Overall, included studies were of adequate methodologic quality (mean Jadad score 3.5 for included studies, 14 of 20 studies had a score ≥3). Included studies, basic characteristics of enrolled patients, and details about drug therapy in the 2 arms are presented in Table 1 .
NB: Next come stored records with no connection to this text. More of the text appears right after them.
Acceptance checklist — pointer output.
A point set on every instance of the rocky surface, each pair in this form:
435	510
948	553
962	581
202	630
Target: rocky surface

| Study | Region | Mean Age (years) | Men | DPP4 Inhibitor | Dose (mg) | Comparator | Duration (weeks) | Study Size | Follow-Up (person-years) | Jadad Score |
|---|---|---|---|---|---|---|---|---|---|---|
| Bosi et al | multiregional | 53 | 59% | vildagliptin | 50 | metformin | 24 | 1,179 | 28,296 | 2 |
| DeFronzo et al | multiregional | 53 | 53% | alogliptin | 12.5, 25 | placebo | 26 | 329 | 8,554 | 5 |
| Pfützner et al | multiregional | 52 | 50% | saxagliptin | 10 | metformin | 76 | 1,306 | 99,256 | 4 |
| Williams-Herman et al | multiregional | 54 | 50% | sitagliptin | 100 | metformin | 104 | 1,091 | 113,464 | 5 |
| Aschner et al | multiregional | 56 | 48% | sitagliptin | 100 | metformin | 24 | 1,050 | 25,200 | 5 |
| Foley and Sreenan | multiregional | 55 | 59% | vildagliptin | 50 | sulfonylureas | 104 | 1,092 | 113,568 | 4 |
| Rosenstock et al | multiregional | 53 | 51% | saxagliptin | 2.5, 5, 10 | placebo | 24 | 401 | 9,624 | 5 |
| Schweizer et al | multiregional | 71 | 48% | vildagliptin | 100 | metformin | 24 | 335 | 8,040 | 4 |
| Chan et al | multiregional | 69 | 48% | sitagliptin | 25, 50, 100 | sulfonylureas | 54 | 91 | 4,914 | 4 |
| Schweizer et al | multiregional | 53 | 54% | vildagliptin | 100 | metformin | 52 | 780 | 40,560 | 3 |
| Pi-Sunyer et al | multiregional | 51 | 56% | vildagliptin | 50, 100 | placebo | 24 | 354 | 8,496 | 3 |
| Rosenstock et al | multiregional | 54 | 55% | vildagliptin | 50 | TZD | 104 | 598 | 62,192 | 5 |
| Foley et al | North America | 57 | 58% | vildagliptin | 100 | placebo | 52 | 59 | 3,068 | 3 |
| Unpublished | Asia | 61 | 72% | alogliptin | 6.25, 12.5, 25, 50 | voglibose, placebo | 52 | 474 | 24,648 | 2 |
| Unpublished | multiregional | 55 | 44% | saxagliptin | 2.5, 5 | placebo | 24 | 365 | 8,760 | 2 |
| Unpublished | North America | 55 | 39% | saxagliptin | 5 | metformin, placebo | 116 | 36 | 4,176 | 2 |
| Unpublished | Asia | 51 | 55% | saxagliptin | 5 | placebo | 24 | 568 | 13,632 | 2 |
| Unpublished | Asia | 48 | 56% | saxagliptin | 5 | placebo | 24 | 213 | 5,112 | 2 |
Overall, use of DPP4 inhibitors was associated with a lower risk of adverse CV effects (RR 0.48, 95% CI 0.31 to 0.75, p = 0.001; Figure 3 ) and a lower risk of nonfatal myocardial infarction or acute coronary syndrome (RR 0.40, 95% CI 0.18 to 0.88, p = 0.02) compared to placebo or other oral hypoglycemic agents ( Figure 3 ). Subgroup analysis by the studied DPP4 inhibitors showed a significantly lower risk of adverse CV events with sitagliptin (RR 0.37, 95% CI 0.21 to 0.68, p = 0.001) but not with saxagliptin (RR 0.64, 95% CI 0.23 to 1.76, p = 0.39), alogliptin (RR 1.73, 95% CI 0.21 to 13.93, p = 0.61), or vildagliptin (RR 0.50, 95% CI 0.13 to 1.92, p = 0.31; Figure 4 ). Risk of adverse CV events with DPP4 inhibitor therapy was not significantly different compared to placebo (RR 1.05, 95% CI 0.39 to 2.82, p = 0.92) but was significantly lower compared to metformin (RR 0.42, 95% CI 0.20 to 0.87, p = 0. 02) and other oral hypoglycemic agents including sulfonylureas and thiazolidinediones (RR 0.33, 95% CI 0.16 to 0.67, p = 0.002; Figure 4 ). In addition, studies with a duration of ≥52 weeks demonstrated a lower risk of adverse CV events with DPP4 inhibitor treatment compared to control (RR 0.37, 95% CI 0.21 to 0.63, p = 0.0003), which was not seen in the subset of studies with <52 weeks of DPP4 inhibitor therapy (RR 0.78, 95% CI 0.38 to 1.60, p = 0.50; Figure 5 ). Analysis without including studies that had no events in the 2 arms showed no change in effect size; the RR of major adverse CV side effects was 0.48 (95% CI 0.31 to 0.75, p = 0.001). In analysis without including sitagliptin studies, the RR for major adverse CV side effects with other DPP4 inhibitors was 0.65 (95% CI 0.35 to 1.23, p = 0.19) compared to placebo or other oral hypoglycemic agents.